(7) 社会的受容性獲得のための情報伝達技術の開発
〔区分名〕戦略基礎
〔研究課題コード〕9903KB033
〔重点特別研究プロジェクト名,政策対応型調査・研究名〕
〔担当者〕寺園 淳(社会環境システム研究領域)・森口祐一・松橋啓介・吉田早苗
〔期 間〕平成11〜15年度(1999〜2003年度)
〔目 的〕環境問題の多様化,複雑化に伴い,環境低負荷型社会を各主体が協力して築くためには,様々な環境問題の重要性をバランスよく評価し,意思決定につなげる必要性がますます高まっている。本研究では,各種環境問題に対する定量的・科学的情報を提供しながら,いくつかの事例に関する市民との討論などを通じて,彼らの環境観(価値観)を把握する。得られた環境観を用いて従来のライフサイクルアセスメント手法を改良し,様々な意思決定に適用可能な環境影響の総合評価手法を開発することを本研究の目的とする。同時に,市民の行動に影響する因子を把握し,環境低負荷型社会構築のための情報提供や政策への評価手法適用のあり方を探る。
〔内容および成果〕
ごみ問題については代替案ごとに環境負荷のトレードオフが存在する場合も多く,望ましいシステムを市民が選択することが容易ではない。本研究では,環境情報が市民の意思決定に与える影響を把握し,望ましい総合評価と情報提供のあり方を探るために,ごみ問題に関するワークショップを開催した。ワークショップのテーマはプラスチックごみの処理システムの比較評価であり,参加者は東京都のA区の住民ら21名である。焼却と埋立という2つの代替案について,「二酸化炭素排出による地球温暖化」「大気中のダイオキシン類などによる健康影響」「東京湾の埋立処分場の逼迫」という3つの環境問題に関して予想される影響の情報を参加者に提示した。

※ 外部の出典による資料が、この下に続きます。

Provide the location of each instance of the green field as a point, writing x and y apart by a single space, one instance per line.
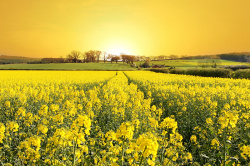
69 66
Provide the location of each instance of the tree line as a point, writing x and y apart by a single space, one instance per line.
95 56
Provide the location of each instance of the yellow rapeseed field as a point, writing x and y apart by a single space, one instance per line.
115 118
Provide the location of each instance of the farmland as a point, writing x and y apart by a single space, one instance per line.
183 64
122 118
69 66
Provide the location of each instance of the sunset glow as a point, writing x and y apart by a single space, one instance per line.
142 27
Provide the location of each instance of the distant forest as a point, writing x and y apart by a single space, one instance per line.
238 57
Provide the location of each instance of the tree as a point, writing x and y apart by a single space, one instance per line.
105 57
115 58
74 56
110 56
98 53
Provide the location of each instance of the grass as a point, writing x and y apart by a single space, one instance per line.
68 66
191 63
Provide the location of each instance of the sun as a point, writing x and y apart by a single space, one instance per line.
118 48
118 51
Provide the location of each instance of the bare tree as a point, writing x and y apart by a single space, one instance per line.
104 56
110 56
98 53
74 56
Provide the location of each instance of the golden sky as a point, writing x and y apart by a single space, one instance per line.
53 28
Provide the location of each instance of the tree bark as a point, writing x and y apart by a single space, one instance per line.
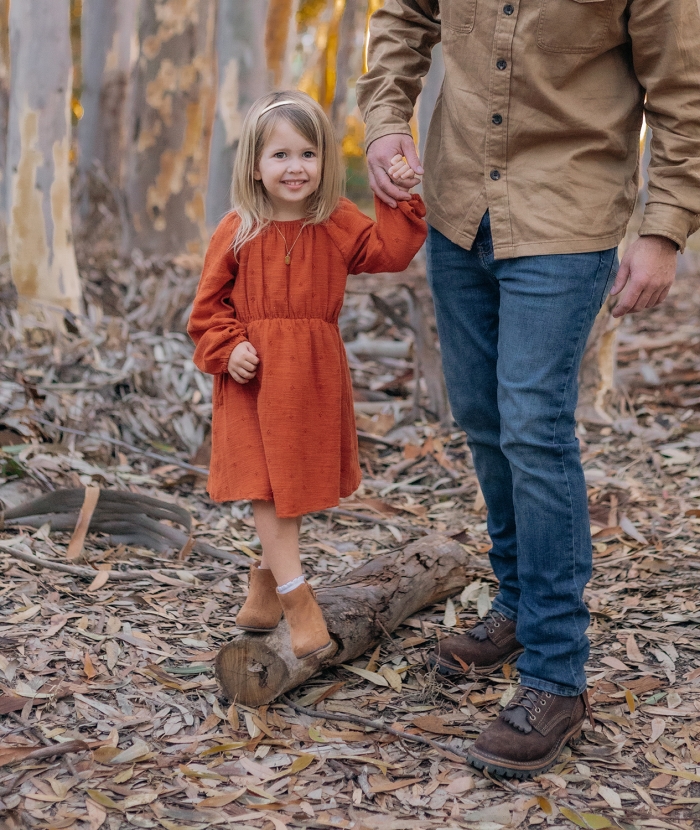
597 384
108 31
242 78
353 19
172 113
40 236
359 609
280 28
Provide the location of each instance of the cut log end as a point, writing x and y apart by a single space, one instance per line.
361 608
254 669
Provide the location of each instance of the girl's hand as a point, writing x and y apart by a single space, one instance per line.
243 363
401 172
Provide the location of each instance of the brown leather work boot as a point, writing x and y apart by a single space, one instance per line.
489 645
307 627
530 733
261 612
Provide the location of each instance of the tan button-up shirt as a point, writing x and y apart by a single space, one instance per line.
539 117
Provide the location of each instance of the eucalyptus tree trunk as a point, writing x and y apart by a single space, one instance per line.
108 30
242 78
4 115
598 394
353 19
172 113
40 237
280 29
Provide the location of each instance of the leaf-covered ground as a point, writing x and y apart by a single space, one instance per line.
125 668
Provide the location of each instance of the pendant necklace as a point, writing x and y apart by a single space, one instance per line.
288 255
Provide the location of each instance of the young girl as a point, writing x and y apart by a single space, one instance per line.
265 324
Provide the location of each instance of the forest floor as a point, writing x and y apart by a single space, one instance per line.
126 667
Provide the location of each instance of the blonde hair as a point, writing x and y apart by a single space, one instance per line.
250 199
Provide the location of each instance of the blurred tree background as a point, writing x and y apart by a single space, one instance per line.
119 121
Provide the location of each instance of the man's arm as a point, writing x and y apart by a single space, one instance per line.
665 37
402 34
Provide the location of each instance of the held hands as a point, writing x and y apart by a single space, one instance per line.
389 176
243 363
646 274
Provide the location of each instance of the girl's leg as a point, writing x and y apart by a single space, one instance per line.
280 542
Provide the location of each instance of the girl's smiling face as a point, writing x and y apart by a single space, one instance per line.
290 171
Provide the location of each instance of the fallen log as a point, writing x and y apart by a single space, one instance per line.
359 609
128 518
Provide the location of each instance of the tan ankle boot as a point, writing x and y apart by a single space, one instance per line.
261 612
306 624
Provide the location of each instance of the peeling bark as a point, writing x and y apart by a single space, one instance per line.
108 41
279 30
597 385
4 115
351 22
172 114
40 238
242 78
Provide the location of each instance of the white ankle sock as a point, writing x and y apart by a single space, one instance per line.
291 585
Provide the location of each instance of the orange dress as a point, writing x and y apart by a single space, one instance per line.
288 435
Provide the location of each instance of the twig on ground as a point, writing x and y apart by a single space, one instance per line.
378 725
366 517
117 576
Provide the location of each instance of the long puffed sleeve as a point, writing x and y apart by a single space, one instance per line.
389 244
213 325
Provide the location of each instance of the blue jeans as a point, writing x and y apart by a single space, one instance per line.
512 333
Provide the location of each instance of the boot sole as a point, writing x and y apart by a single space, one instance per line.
529 769
451 669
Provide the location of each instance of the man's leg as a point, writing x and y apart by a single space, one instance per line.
467 298
548 305
547 308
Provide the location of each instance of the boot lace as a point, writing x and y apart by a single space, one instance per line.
523 709
492 621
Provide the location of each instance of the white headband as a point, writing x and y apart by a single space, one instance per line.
276 104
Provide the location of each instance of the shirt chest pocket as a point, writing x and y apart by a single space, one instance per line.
458 15
574 26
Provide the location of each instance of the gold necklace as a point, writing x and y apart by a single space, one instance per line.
288 255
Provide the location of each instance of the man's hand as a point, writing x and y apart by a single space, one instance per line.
243 363
646 274
380 155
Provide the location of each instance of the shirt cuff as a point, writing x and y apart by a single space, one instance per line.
385 121
675 223
230 346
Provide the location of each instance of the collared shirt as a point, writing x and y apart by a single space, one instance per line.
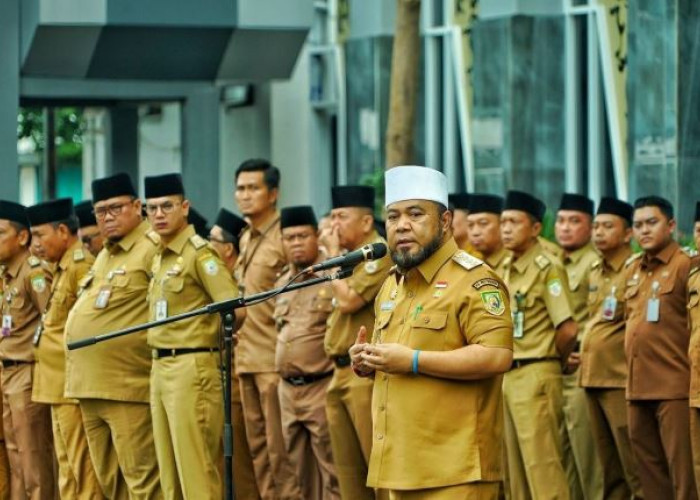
112 296
366 280
578 266
603 362
187 275
259 264
301 317
50 369
499 260
657 352
694 320
429 431
26 284
539 289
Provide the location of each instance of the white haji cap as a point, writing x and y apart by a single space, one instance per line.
415 183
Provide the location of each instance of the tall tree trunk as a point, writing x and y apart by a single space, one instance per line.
404 84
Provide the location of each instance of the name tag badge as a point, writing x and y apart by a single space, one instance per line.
518 320
6 325
653 310
161 309
102 300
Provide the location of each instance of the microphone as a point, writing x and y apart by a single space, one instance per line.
351 259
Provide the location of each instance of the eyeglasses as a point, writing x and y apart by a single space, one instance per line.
113 210
166 208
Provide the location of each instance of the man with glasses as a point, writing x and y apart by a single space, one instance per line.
186 402
111 379
89 232
305 369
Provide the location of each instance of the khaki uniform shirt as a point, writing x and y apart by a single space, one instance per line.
113 296
578 267
694 320
187 275
657 352
301 317
366 280
538 287
50 369
26 283
260 262
429 431
603 362
499 260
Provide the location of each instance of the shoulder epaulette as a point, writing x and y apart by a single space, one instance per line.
542 261
465 260
632 258
197 241
153 236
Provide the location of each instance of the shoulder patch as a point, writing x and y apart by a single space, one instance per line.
542 261
197 241
465 260
632 258
153 236
78 255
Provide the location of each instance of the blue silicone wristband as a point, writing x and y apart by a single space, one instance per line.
414 365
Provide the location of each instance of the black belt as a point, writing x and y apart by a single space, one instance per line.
341 361
165 353
307 379
519 363
14 362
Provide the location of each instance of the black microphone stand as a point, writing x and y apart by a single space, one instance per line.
224 308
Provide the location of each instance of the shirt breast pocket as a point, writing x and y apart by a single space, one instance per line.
428 331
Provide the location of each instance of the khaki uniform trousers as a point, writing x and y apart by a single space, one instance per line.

参加者がこのような情報や議論をもとにして,環境影響の観点から代替案の比較評価を行った。その結果,重視された環境問題は「健康影響」と「処分場」の2つであった。また,代替案については,情報提供後に焼却を評価する参加者が増えるなど,提供された環境情報に応じて,参加者が下す判断に変化が認められた。さらに,焼却技術のような不確実性を有する情報について,個別の参加者による受け止め方の違いが大きいことが明らかになった。今後の課題として,リサイクルのような他の代替案の評価や,情報の質の向上などが挙げられる。